About

Stuart Davies qualified as an Environmental Health Officer, and for 17 years regulated standards across a number of specialist areas, honing the range of professional and inter-personal skills necessary for the successful application and enforcement of major legislation. He was responsible for the preparation of multiple legal cases and undertook a number of high-profile prosecutions, whilst working closely with elected members and senior officers within the Authority.

A change of sector then saw him taking a position as Director of Development with Group Gwalia, creating a new team that had responsibility for all new housing, care, support and commercial developments. He devised a new business strategy that saw the successful delivery of a major grant funded build programme, re-establishing the housing association as a developer of repute.

A position as Executive Director with the association followed, with responsibility for a £10m repairs, maintenance and estate services budget for 10,000 properties being added to a £23m development programme within a now £50m turnover organisation.

He reported to a number of committees as well as the main board, always recognising the importance of shaping operational activity to deliver against policy and strategic intent.

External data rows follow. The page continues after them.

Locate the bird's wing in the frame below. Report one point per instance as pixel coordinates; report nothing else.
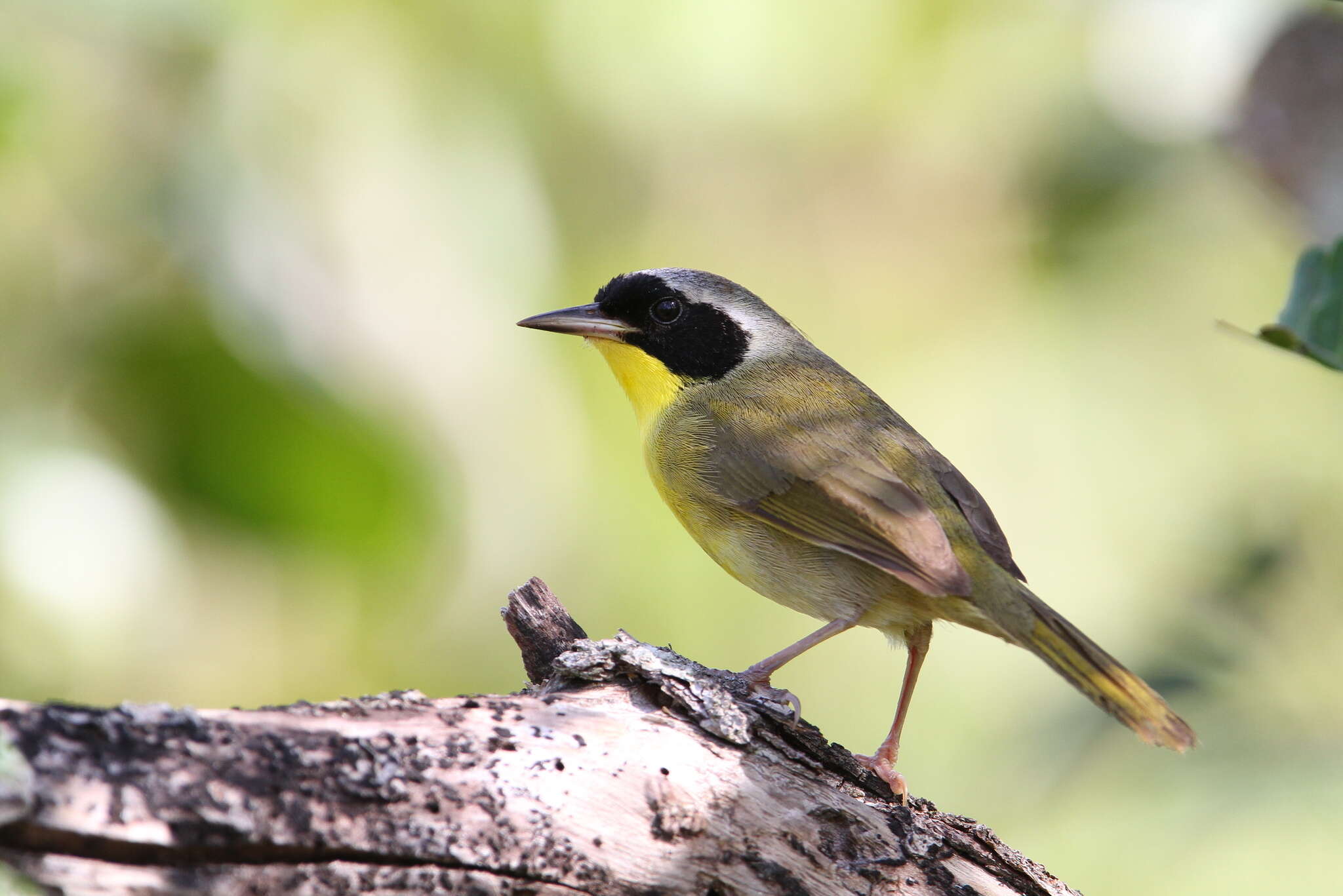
(976, 512)
(852, 504)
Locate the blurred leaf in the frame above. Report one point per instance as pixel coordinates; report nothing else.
(1291, 119)
(260, 449)
(1080, 182)
(1311, 322)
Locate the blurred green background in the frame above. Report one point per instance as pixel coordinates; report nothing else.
(268, 430)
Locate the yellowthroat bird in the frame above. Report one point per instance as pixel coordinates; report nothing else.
(807, 488)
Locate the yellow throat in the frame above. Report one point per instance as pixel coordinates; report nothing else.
(644, 378)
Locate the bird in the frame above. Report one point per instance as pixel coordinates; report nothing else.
(806, 486)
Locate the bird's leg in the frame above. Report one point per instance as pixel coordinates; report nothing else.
(761, 672)
(884, 761)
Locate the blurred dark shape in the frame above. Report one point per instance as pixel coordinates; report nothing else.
(1080, 183)
(1311, 322)
(1204, 645)
(264, 450)
(1291, 120)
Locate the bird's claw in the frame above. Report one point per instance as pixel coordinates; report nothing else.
(887, 771)
(763, 690)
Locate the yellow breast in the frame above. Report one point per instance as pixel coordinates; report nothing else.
(647, 381)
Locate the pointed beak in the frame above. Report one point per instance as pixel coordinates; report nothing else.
(580, 320)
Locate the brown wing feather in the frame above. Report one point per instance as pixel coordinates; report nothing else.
(976, 512)
(873, 516)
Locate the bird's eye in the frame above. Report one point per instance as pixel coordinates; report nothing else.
(666, 311)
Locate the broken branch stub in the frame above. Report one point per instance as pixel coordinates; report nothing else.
(628, 769)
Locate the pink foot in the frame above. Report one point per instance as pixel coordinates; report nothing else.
(887, 771)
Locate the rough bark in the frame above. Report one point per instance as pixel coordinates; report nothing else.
(626, 769)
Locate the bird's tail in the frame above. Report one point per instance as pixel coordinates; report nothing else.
(1103, 679)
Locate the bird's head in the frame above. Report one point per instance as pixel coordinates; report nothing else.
(669, 328)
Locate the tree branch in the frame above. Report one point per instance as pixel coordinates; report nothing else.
(625, 769)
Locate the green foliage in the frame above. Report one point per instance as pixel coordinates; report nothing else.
(258, 446)
(1311, 322)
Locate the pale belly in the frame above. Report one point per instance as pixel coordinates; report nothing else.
(816, 581)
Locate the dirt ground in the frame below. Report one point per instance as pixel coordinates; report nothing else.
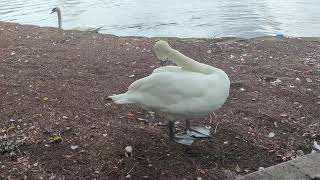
(57, 123)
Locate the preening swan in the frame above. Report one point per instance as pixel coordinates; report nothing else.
(79, 28)
(188, 90)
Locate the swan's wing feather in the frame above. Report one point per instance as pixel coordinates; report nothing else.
(168, 69)
(174, 92)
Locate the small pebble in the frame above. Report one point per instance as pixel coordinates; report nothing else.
(271, 135)
(283, 115)
(309, 80)
(74, 147)
(128, 151)
(128, 176)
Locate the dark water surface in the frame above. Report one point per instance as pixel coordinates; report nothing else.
(181, 18)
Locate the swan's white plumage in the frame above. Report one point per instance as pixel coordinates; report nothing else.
(87, 28)
(193, 90)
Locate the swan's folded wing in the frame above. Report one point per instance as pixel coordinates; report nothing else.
(168, 69)
(172, 91)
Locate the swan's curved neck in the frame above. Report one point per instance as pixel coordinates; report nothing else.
(190, 64)
(59, 18)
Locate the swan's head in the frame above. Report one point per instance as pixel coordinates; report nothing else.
(162, 50)
(56, 9)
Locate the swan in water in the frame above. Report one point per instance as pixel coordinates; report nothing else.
(188, 90)
(79, 28)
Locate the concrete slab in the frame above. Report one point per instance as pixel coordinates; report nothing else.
(302, 168)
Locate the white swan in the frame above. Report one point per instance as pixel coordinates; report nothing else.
(188, 90)
(78, 28)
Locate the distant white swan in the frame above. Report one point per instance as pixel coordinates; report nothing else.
(78, 28)
(188, 90)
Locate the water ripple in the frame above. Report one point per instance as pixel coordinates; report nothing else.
(184, 18)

He managed multi-million pound tender processes, reshaped services and led on extensive change, whilst establishing strong relationships with key stakeholders.

His highest profile role though, was that of Chief Executive Officer of the then Newport Gwent Dragons, one of Wales’ four professional rugby teams, where he had responsibility for rugby and all financial, commercial and operational matters associated with the team and the venue.

He was a member of the Professional Regional Game Board that oversees Welsh Rugby at elite level, as well as sitting on Professional Rugby Wales (the regions’ representative organisation) and the Guinness Pro 14’s Chief Executives’ Committee.

Stuart orchestrated a key moment in the region’s history, identifying the need to separate the Dragons from the group structure, and formulating a strategy for delivery. He led the Board through many financial and procedural considerations, and fronted the whole process, whilst maintaining ‘business as usual’ against a background of uncertainty, speculation, media scrutiny and contentious stakeholder meetings. Transformational and historic change was achieved, and professional rugby sustained in East Wales.

After leaving the world of professional rugby, he returned to development, taking on a Business Development Director position with Morganstone, a South Wales based contractor/developer and one of Wales’ most successful and fast-growing companies in recent years, ahead of starting his own consultancy.